Suparak argues a root cause of the misrepresentation of Asia in cinema is the lack of Asian voices in positions of authorship and production in these creative spaces. She poses the question:

What do you define as “Asian” and how are these acclaimed films contributing to these definitions and our expectations of the genre?

Suparak explained that when sci-fi films include Asian bodies, there’s a tendency to use them to decorate and add geographic context to an “exotic” scene or as a part of a clear “lesser” group to distinguish between two social classes—the rich and poor, the skilled and unskilled, the heroes and pedestrians.

In the case of Doctor Strange, Suparak uses these tropes to represent the case of white characters attempting self-discovery at the cost of extracting wisdom from Asian locals. In the film, a desperate Dr. Stephen Strange goes to a fictionalized city, Kamar-Taj, located in Tibet to heal a career-threatening injury. The temple master in Kamar-Taj is notably non-Asian, played by Tilda Swinton, a white British actress, in a bald cap. Her character, a supreme sorcerer who has defended Earth from mystical threats for millennia, enlightens Dr. Strange in the practice of magic and martial arts.

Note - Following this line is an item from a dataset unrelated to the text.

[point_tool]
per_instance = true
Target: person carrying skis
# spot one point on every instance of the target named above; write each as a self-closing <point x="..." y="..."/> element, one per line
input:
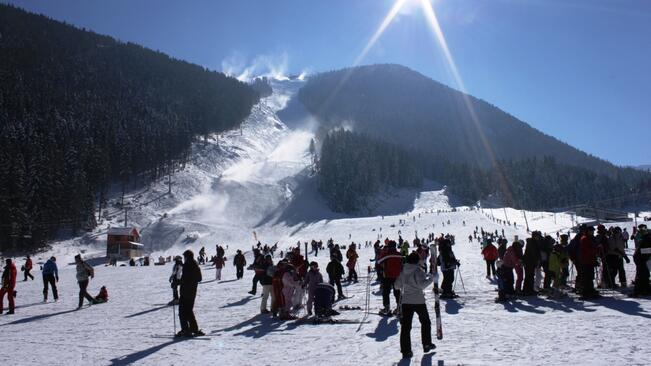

Throughout Suparak’s piece, I was constantly finding how my own favorite sci-fi films fell victim to the tropes Suparak presented. Some of my fondest memories of childhood are from watching Star Wars and The Dark Knight Trilogy with my dad. In Batman Begins, while traveling the world learning combat, Bruce Wayne is recruited to the League of Shadows where he is trained in a homogenized Asian style of fighting, with little to no acknowledgement of the origin of this cultural knowledge.

Fueled by her own love of the genre, Suparak’s project doesn’t argue for the boycott of science fiction films. Rather, she calls for a more thoughtful, organic approach to authorship and representation of Asian culture and people in the genre, particularly after a time of increased hate crimes and hate speech towards Asian Americans during the COVID-19 pandemic.

Beyond countless examples of the misrepresentation of Asian cultures, Suparak ultimately leaves her audience with the confidence to question the sci-fi genre that fans herald as groundbreaking and deserving of critical acclaim. This may complicate fans’ enjoyment, but investigations like Astria Suparak’s “Asian futures, without Asians” create spaces where we are better able to understand and respond to these questions.